Wydarzenia

Pijani mężczyźni pracowali na dachu

Data publikacji 08.12.2006

Dzięki zgłoszeniu jednego z mieszkańców i natychmiastowej interwencji policji, być może udało się uniknąć nieszczęścia. Z dachu trzypiętrowego bloku w Krośnie sprowadzono dwóch pijanych mężczyzn, wykonujących tam prace remontowe. Jeden z nich...

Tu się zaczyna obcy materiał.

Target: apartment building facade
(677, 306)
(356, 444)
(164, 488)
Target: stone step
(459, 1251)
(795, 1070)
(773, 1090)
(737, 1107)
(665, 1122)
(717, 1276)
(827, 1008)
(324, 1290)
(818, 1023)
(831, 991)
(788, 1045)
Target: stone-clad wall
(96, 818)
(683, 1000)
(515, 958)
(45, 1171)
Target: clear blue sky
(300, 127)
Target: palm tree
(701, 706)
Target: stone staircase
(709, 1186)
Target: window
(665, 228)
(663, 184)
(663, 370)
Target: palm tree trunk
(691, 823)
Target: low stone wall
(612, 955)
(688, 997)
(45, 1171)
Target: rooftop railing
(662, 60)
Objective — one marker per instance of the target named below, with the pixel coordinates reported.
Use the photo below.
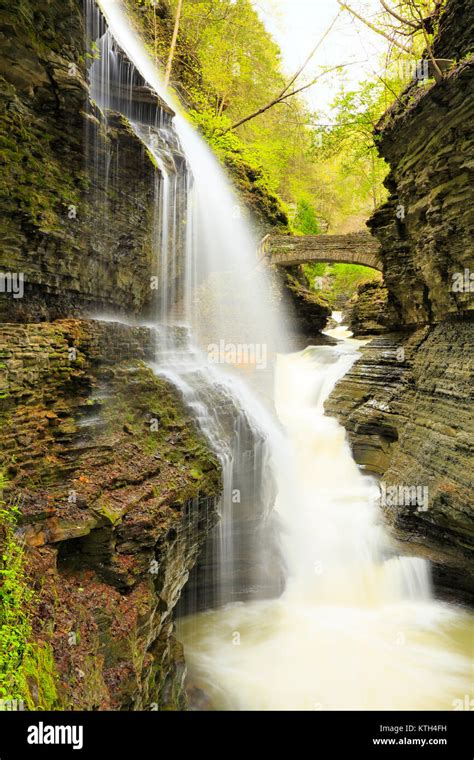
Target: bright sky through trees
(297, 25)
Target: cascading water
(356, 626)
(208, 296)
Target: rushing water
(356, 626)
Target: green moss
(27, 668)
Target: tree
(173, 42)
(404, 25)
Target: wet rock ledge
(117, 492)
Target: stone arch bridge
(353, 248)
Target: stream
(307, 604)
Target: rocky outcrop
(117, 494)
(369, 311)
(406, 406)
(426, 226)
(407, 402)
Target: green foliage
(27, 669)
(306, 221)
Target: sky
(297, 25)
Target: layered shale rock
(77, 195)
(406, 405)
(117, 493)
(369, 311)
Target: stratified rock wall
(81, 238)
(407, 403)
(407, 407)
(117, 493)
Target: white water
(356, 626)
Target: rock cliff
(406, 403)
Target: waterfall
(215, 317)
(356, 626)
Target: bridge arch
(353, 248)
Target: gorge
(155, 484)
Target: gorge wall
(117, 489)
(406, 403)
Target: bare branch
(283, 97)
(399, 18)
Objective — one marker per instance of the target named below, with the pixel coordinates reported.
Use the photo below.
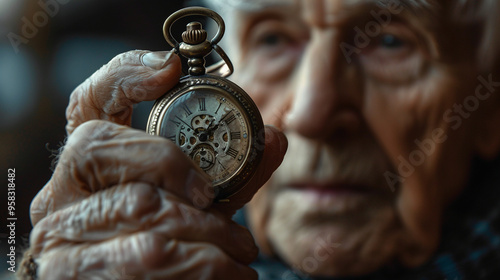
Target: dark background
(71, 42)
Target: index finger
(127, 79)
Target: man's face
(367, 93)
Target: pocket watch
(211, 119)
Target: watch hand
(186, 123)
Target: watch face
(211, 127)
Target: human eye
(274, 45)
(271, 38)
(394, 55)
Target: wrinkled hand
(122, 203)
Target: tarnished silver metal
(211, 119)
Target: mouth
(337, 198)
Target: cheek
(401, 115)
(270, 93)
(417, 126)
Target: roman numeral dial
(210, 128)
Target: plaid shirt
(470, 243)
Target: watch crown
(194, 34)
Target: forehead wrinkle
(332, 12)
(255, 5)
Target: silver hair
(483, 13)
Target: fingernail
(156, 60)
(199, 189)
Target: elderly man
(390, 111)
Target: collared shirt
(470, 243)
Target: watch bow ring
(211, 119)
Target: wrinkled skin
(122, 202)
(329, 209)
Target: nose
(324, 98)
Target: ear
(487, 139)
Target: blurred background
(47, 48)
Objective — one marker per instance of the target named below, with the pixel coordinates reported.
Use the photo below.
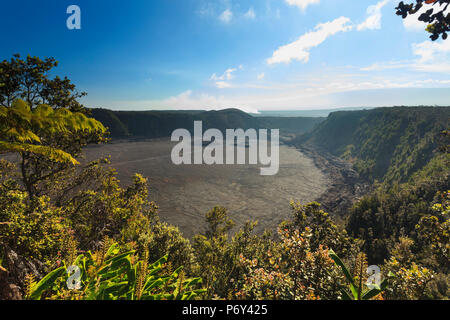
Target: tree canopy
(436, 17)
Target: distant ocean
(305, 113)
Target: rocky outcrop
(347, 186)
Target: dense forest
(59, 217)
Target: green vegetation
(158, 124)
(57, 214)
(384, 144)
(438, 22)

Dzięki zgłoszeniu jednego z mieszkańców i natychmiastowej interwencji policji, być może udało się uniknąć nieszczęścia. Z dachu trzypiętrowego bloku w Krośnie sprowadzono dwóch pijanych mężczyzn, wykonujących tam prace remontowe. Jeden z nich miał w organizmie ponad 3 promile alkoholu. Obydwaj oświadczyli, że pracują na czarno i nie mają uprawnień do wykonywania robót na wysokościach. Wczoraj około godz. 14.40 policja otrzymała zgłoszenie z którego wynikało, że na dachu 3-piętrowego bloku w Krośnie pracują dwaj mężczyźni, którzy piją przy tym alkohol. Jeden z nich podnosząc rolki papy przewracał się. Na miejsce natychmiast skierowano będący w pobliżu patrol. Kiedy policjanci weszli na dach, istotnie zastali tam dwóch pracowników w ubraniach roboczych, układających papę. Korzystali przy tym z butli gazowej z palnikiem i różnych ostrych narzędzi. Jeden z mężczyzn ledwie trzymał się na nogach. Kiedy zobaczył policjantów zaczął chować się przed nimi za kominami. Po chwili rozmowy uległ perswazjom i pozwolił się sprowadzić na dół. Drugi z mężczyzn, znacznie trzeźwiejszy, był spokojny i podporządkowywał się poleceniom funkcjonariuszy, m.in. zabezpieczył narzędzia w podręcznym magazynku. Obydwu pracowników wylegitymowano i sprawdzono stan ich trzeźwości. Okazało się, że są to 53-letni mieszkaniec Dukli Jan K. i 51-letni krośnianin Marian K. W organizmie pierwszego stwierdzono 3,33 promila, a drugiego – 1,40 promila alkoholu. Obydwaj twierdzili, że pracują na czarno dla jednej z krośnieńskich firm remontowo-budowlanych.Ponieważ Jan K. zachowywał się agresywnie i przy każdej okazji usiłował uciekać, dla swojego bezpieczeństwa został zatrzymany do wytrzeźwienia. Drugi mężczyzna został zwolniony.Teraz policjanci sprawdzą, kto jest odpowiedzialny za dopuszczenie obydwu mężczyzn do pracy oraz czy istotnie wykonywali ją bez zatrudnienia. Dalsze czynności uzależnione będą od wyników tych ustaleń.